THREE games into the Premiership season and already this match had the smell of a relegation encounter about it. QPR were at least able to claim that they deserved their first goal and their first points of the season won by the best move of the match. But City, wracked by injuries, showed very little cohesion and cannot afford to fall behind in what is a foreshortened season. Their disarray here was marked by three niggly bookings and the late dismissal of their young substitute Michael Brown.

QPR had hoped to give a full debut to their pounds 1.25m signing from Borussia Dortmund, Ned Zelic, but the Australian forward had picked up a knock in mid-week, and with their other big signing Simon Osborn on the bench, Rangers were able to field a team whose shirt numbers, remarkably, went from 1 to 11.

And the two that caught the eye throughout were Daniele Dichio and Trevor Sinclair. Dichio's gangling awkwardness and headed flicks had City's makeshift defence always uneasy, while Sinclair's pace and trickery always had the established Terry Phelan at full stretch.

But too often their work was lost in isolation without adequate support from midfield. Dichio and Sinclair did combine early in the first half to set up a header for Simon Barker but the diminutive midfielder was just wide.

Barker made amends just after the half-hour scoring neatly after an uncharacteristically graceful passing move had unstitched the City defence. Kevin Gallen's neat lay-off to Ian Holloway was matched by a through ball to Barker who beat Eike Immel with a low drive from the edge of the box.

It said something for City's overall contribution that their closest efforts came from defenders - Kit Symons missed in front of goal after Tony Roberts had flapped at a corner and Alan Kernaghan flicked a header over the bar.

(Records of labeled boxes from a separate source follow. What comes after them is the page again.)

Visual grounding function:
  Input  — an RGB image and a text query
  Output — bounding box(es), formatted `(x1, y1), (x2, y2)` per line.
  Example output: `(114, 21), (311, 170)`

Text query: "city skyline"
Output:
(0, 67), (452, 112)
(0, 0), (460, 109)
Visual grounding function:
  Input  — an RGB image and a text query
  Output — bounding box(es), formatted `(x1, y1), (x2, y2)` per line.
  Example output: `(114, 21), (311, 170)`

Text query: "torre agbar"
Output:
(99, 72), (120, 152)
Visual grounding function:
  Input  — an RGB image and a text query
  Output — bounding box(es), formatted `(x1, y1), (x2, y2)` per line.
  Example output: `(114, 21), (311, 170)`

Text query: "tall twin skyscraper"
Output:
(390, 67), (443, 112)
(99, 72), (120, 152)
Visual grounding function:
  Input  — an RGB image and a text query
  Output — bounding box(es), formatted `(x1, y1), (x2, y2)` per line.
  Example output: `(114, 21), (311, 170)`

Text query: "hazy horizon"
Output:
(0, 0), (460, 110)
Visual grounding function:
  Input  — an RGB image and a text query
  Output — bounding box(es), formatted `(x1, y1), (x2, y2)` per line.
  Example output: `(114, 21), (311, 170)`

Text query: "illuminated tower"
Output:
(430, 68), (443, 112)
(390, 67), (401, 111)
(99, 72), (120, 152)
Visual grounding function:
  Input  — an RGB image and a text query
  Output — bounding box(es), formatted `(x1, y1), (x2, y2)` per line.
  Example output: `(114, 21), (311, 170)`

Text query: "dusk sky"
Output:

The Mancunians awoke from their slumber early in the second half but with Paul Walsh and Uwe Rosler making little impact it was no surprise to see them turn to Niall Quinn. But it was Dichio who stood out as the game flickered away.

A volley drew a smart save from Immel and he should have done better with a diving header from David Bardsley's cross. Never mind. The three points belong to Rangers - and they may well look like six by the end of the season.